Event co-ordinator Bruce Hargreaves said adapting the event each year has been key to its success.
This year will see the introduction of relay events on Easter Sunday with the option of the six person 7km marathon, three person 14km event or two person 21 km event.
"I did a relay event on Australia Day on Tamborine mountain and thought we would give it a go in Maidenwell and see how it works,” he said.
When the event first started the Maidenwell community called for sprint events to be included in the program but Hargreaves said they couldn't figure out how to include them until this year.
The 400m sprint heats and 120m Maienwell Gift Heats will be run on Saturday before the finals on Sunday.
The festival will continue to offer ultra-endurance events with marathon events running at noon on Friday as well as Saturday and Sunday from 6am alongside the half-marathon events and 14km events.
Runners can enter the 56km race on Saturday morning which when completed with a marathon will see a runner complete the 100km Maidenwell challenge.
Hargreaves said the event has built a reputation in the running community for its country charm which will see up to 200 runners come as far afield as Melbourne, Port Moresby and Brisbane many of whom have competed in all editions.
This year, for the first time the competitor or volunteer that showcases what the event is all about will be awarded the inaugural Spirit of Maidenwell trophy.

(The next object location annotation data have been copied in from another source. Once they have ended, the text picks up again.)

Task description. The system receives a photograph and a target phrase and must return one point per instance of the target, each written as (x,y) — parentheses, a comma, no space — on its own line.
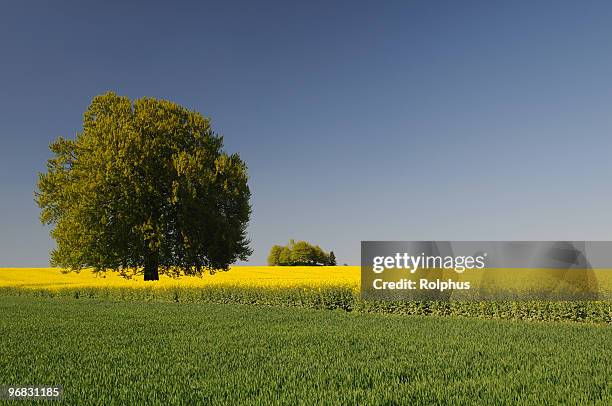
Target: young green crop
(140,352)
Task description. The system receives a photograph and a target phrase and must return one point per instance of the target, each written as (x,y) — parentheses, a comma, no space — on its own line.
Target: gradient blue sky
(358,121)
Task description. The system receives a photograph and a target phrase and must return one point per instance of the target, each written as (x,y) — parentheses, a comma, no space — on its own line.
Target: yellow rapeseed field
(264,276)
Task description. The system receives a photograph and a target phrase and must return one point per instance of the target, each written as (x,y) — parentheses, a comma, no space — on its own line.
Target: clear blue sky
(381,120)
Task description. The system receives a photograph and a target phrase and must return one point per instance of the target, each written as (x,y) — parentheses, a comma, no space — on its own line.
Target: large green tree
(145,186)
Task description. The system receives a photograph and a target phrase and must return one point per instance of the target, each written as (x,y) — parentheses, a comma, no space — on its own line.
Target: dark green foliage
(168,353)
(298,254)
(145,184)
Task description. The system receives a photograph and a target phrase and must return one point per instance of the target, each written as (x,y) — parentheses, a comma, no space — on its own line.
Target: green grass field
(107,352)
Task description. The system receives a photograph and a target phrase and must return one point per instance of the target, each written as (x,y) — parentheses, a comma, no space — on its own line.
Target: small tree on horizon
(299,253)
(332,259)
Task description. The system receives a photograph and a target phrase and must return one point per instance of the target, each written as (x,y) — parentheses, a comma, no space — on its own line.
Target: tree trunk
(151,267)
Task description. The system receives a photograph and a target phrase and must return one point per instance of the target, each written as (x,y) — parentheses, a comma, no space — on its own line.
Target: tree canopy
(145,187)
(300,253)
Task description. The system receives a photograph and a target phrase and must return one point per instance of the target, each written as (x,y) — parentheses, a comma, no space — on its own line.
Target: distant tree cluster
(300,253)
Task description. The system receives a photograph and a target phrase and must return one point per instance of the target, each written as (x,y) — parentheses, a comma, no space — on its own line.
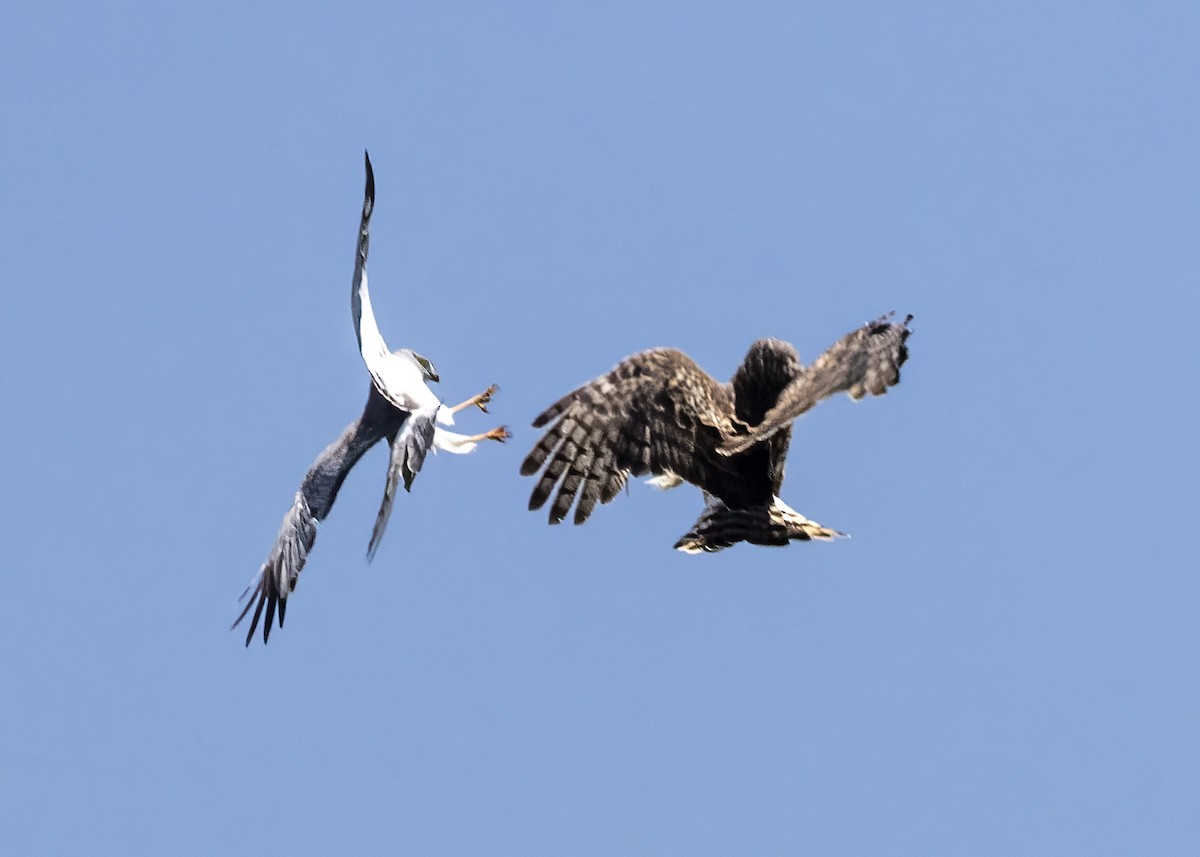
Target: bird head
(427,370)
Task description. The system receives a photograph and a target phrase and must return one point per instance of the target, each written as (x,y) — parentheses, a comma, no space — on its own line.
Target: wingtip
(369,192)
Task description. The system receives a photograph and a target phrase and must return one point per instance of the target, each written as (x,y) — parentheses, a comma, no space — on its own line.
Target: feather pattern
(659,413)
(277,576)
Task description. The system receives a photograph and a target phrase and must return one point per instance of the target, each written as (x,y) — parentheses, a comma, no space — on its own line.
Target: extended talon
(479,401)
(484,397)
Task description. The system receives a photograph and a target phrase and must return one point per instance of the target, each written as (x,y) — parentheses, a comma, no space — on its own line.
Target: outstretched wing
(865,360)
(408,450)
(657,412)
(277,576)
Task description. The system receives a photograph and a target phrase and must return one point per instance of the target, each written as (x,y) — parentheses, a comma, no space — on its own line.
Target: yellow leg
(479,401)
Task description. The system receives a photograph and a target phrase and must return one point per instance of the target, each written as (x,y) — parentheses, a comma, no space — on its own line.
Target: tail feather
(774,526)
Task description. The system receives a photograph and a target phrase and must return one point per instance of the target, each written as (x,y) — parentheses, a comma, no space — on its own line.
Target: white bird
(400,407)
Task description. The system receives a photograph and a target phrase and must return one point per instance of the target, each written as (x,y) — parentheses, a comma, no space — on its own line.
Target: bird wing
(409,447)
(277,576)
(865,360)
(655,412)
(403,389)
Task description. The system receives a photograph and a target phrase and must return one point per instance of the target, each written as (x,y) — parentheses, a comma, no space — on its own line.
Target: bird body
(659,413)
(401,408)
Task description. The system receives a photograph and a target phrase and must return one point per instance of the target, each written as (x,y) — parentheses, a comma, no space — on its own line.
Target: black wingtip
(369,192)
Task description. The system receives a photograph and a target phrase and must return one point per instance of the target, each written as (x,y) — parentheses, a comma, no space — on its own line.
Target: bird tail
(775,525)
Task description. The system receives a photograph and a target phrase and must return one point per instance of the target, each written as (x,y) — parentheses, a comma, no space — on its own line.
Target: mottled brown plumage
(659,413)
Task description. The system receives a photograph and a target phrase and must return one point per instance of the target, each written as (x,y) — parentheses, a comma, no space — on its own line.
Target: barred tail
(774,526)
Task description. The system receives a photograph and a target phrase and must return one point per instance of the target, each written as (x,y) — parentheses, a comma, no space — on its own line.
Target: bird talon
(484,397)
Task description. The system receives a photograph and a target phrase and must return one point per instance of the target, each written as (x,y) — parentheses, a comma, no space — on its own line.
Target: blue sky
(1003,659)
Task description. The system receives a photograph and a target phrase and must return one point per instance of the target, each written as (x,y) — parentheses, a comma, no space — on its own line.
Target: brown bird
(660,413)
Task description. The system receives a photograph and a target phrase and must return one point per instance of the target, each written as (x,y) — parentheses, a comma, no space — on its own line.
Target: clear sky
(1002,660)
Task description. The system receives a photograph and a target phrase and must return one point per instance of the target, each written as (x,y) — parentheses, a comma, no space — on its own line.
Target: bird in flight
(400,407)
(660,413)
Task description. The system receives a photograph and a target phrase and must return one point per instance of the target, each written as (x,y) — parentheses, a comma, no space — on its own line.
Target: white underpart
(397,377)
(666,481)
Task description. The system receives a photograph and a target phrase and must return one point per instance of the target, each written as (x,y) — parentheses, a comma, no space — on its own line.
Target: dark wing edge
(361,247)
(408,451)
(864,360)
(279,574)
(655,412)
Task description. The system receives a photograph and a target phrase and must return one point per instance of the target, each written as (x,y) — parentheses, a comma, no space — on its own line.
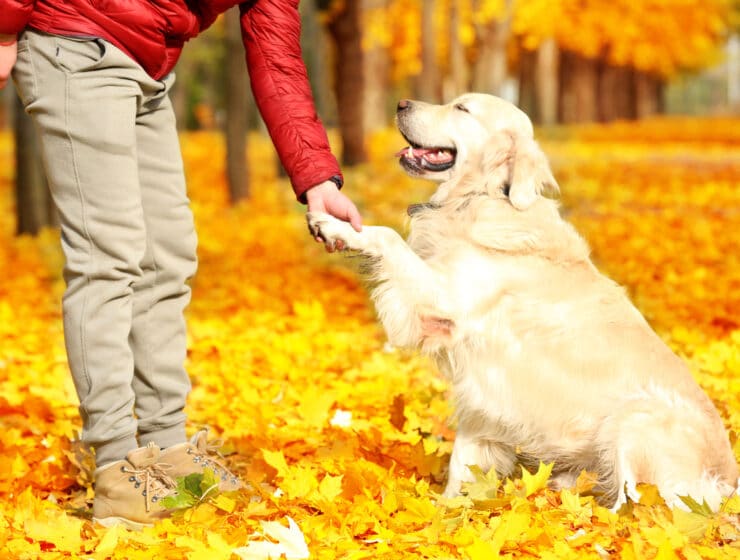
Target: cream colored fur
(547,358)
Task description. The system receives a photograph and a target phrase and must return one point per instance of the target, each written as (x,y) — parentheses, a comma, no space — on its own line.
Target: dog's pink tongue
(432,155)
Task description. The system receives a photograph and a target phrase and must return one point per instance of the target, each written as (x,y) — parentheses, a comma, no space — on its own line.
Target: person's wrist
(7,39)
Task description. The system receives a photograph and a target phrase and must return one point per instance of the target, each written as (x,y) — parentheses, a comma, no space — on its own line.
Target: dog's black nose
(403,105)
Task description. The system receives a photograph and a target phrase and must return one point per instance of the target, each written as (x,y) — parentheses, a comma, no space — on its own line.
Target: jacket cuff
(302,189)
(16,14)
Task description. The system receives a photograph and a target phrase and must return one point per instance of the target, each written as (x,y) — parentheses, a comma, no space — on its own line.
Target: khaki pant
(114,166)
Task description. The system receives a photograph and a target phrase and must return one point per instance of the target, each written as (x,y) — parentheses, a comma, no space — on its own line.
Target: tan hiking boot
(130,491)
(195,456)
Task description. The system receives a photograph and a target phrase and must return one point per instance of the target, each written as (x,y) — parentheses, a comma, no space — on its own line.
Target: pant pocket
(24,73)
(74,55)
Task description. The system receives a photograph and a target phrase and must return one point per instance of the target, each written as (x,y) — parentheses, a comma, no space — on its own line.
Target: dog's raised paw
(328,229)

The event program will also include a 10km and 2.2km race on Saturday morning followed by the Australian Beer Mile Championship.
The event has gone from strength to strength from suffering a loss of $2000 in 2015 to the community reaping $15,000 from the event.
The running festival will be capped off with the bull ride on Sunday at the Maidenwell Hotel run by the Tanduringie State School parents and citizens association.